On current and former players involvement in their communities:Our players do great things. You mentioned some of the former players. (Pro Football Hall of Fame T) Anthony Muñoz, who was here for the (2011 NFL) Draft, what he does with his foundation is extraordinary. There are so many players who do that, both active and retired. I am proud of what our players do. We want to continue to do things to encourage them to make a difference in their communities, and I think they do.
On the NFLPA's access to financial data:Despite what other unions get, the NFLPA gets access to every single penny of our revenue. They are able to audit that. They know exactly where it is generated and how it is generated. Obviously, they have a very clear understanding to the penny of our player costs and we have offered and have demonstrated to them and have shown them the increased costs that we have had in operations.
There is a significant amount of transparency that exists. They understand what is wrong with the business model. They clearly do.
On the NFLPA and other unions activity:You see what is going on in Wisconsin with their fight to hold onto collective bargaining rights. This union decided to abandon those collective bargaining rights. It is a choice that they have to make if it is what they are sincere in doing. I am not so sure if this isn't just an attempt, though, to get leverage in a negotiation. That is what troubles me because clearly, it is not going to benefit the majority of players if we don't have a collective bargaining agreement. That is what we should do. We should settle the issues and continue to build this great game.
On a final deadline for cancelling the season if an agreement is not reached:We haven't gotten to that point. I hope we never get to that point. It would be a shame. We are continuing to make all of our plans to play a full 2011 schedule. It is our intention. We have to get back to the table and make sure that it occurs. If we are unsuccessful at getting to that point, we will have to make those decisions as we go. To date, I do not have a specific time period other than getting this done sooner rather than later.

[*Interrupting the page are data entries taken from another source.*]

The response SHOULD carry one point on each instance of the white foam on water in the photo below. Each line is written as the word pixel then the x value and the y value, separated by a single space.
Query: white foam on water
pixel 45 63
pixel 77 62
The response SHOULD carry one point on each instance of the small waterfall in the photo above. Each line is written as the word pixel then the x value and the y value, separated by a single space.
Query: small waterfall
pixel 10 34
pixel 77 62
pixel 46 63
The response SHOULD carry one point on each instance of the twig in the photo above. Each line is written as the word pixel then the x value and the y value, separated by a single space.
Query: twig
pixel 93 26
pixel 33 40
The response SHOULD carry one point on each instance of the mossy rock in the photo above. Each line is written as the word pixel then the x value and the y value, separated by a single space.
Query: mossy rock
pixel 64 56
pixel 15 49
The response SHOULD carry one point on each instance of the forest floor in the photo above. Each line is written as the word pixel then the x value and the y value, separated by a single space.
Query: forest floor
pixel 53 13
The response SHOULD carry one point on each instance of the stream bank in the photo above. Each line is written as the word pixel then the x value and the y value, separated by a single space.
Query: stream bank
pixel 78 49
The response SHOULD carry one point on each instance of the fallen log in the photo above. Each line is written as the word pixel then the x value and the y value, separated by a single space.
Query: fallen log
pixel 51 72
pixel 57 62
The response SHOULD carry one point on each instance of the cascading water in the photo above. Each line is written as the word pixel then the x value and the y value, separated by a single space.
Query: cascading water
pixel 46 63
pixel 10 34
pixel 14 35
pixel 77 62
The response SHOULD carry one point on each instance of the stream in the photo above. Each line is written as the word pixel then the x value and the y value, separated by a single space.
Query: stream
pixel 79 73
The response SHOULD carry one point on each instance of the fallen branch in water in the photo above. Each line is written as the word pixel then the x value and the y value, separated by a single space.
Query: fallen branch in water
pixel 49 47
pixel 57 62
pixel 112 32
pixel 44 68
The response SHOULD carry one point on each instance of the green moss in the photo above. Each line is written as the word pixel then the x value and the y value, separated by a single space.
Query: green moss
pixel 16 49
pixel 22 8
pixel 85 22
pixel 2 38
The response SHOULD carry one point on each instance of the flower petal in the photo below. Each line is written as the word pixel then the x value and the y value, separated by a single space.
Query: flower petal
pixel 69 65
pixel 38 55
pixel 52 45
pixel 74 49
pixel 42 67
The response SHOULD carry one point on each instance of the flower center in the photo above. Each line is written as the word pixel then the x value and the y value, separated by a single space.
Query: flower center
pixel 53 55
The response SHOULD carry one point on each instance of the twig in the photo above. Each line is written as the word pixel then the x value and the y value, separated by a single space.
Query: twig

On personally receiving negative reactions from media and fans:It is part of the job. I understand the frustration. People just want football. Anyone who gets between them and football is going to be seen in that light and as an obstructionist. I want football more than anybody. We also have to make sure, though, we have a sustainable business model and we continue to grow the game and we continue to do the things that have created the competitive kind of football we have. You can't be commissioner of any sport without being subject to criticism. I understand that. It is a part of the job. I will continue to do the best I can to make sure that every day I leave this office that I am working hard to make sure the game of football continues to be successful for the long term not just the short term.
Closing statement:The first thing I do is thank the fans for their support and their interest. I know Mike Brown and the Bengals organization appreciate it and certainly, we do at the NFL. At the end, we are all NFL fans and want this great game to continue. Thank you. I know it is a frustrating period but I appreciate hearing from you.